Crime, Law and Justice

Feeding Our Future jury bribe courier charged with DWI after crash

Two people leave a courthouse
Ladan Mohamed Ali, left, who attempted to bribe a Minnesota juror with a bag of $120,000 in cash in exchange for an acquittal in one of the country's largest COVID-19-related fraud cases, and her attorney, Eric Newmark, stand outside the federal courthouse in Minneapolis on Sept. 5.
Alex Kormann | Star Tribune via AP

A woman who's awaiting sentencing for trying to bribe a juror in the first Feeding Our Future trial that followed a sprawling federal investigation into food aid fraud during the COVID-19 pandemic is facing a new charge of drunken driving.

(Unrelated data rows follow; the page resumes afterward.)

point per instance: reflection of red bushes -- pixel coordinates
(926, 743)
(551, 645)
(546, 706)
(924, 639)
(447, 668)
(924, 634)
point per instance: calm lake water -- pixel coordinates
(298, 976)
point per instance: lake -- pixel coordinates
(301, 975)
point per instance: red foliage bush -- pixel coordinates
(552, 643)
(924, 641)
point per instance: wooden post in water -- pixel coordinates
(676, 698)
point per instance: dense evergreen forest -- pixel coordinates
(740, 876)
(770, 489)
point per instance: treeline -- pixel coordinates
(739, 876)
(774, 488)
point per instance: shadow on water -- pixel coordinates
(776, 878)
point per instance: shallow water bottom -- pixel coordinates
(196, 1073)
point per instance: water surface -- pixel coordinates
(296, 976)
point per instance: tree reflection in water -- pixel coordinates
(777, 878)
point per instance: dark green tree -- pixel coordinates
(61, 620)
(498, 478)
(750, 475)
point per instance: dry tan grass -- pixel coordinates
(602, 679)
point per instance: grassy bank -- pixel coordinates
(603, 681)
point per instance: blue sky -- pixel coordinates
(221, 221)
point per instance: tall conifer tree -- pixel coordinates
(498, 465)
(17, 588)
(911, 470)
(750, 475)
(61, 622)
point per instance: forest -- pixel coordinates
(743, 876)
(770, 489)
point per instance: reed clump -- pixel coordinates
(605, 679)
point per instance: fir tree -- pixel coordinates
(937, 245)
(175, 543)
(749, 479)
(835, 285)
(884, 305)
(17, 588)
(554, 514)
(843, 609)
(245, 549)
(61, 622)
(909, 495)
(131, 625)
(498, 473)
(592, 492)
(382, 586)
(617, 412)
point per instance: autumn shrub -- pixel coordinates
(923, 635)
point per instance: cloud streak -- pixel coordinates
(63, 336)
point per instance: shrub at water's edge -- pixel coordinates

The Minnesota State Patrol says Ladan Ali had a blood alcohol concentration of .284, or more than 3 1/2 times the legal limit, when she rear-ended another driver at low speed on Highway 55 in Mendota Heights on Feb. 14.

After both vehicles pulled over, the driver said Ali hit him a second time before fleeing. A trooper found Ali stopped in the center lane of traffic on Minnesota Highway 62 near Minneapolis-St. Paul International Airport.

According to the criminal complaint, Ali “almost fell over” and once inside the squad car “began screaming and hitting the vehicle divider and had removed her handcuffs two different times.”

At the Hennepin County Jail, the officer advised Ali to contact an attorney. The trooper said that Ali “then sat in her chair and yelled at him, at one point dialing on the phone provided and then smacking the phone against the phone base.” She also allegedly hit the machine that the trooper was setting up for a second breath test.

Ali, 32, pleaded guilty to jury bribery for delivering a Hallmark gift bag with $120,000 to the home of a juror in the first Feeding Our Future trial in June.

A federal judge scheduled a March 5 hearing to determine whether Ali's pretrial release should be revoked. She's due in Hennepin County court the following week on the drunken driving charge.

Ali is among five people charged in the jury bribery case and the second to plead guilty. When she was charged in that case she was listed as being from Seattle. In the DWI charge, she’s listed as living in the Twin Cities suburb of Fridley.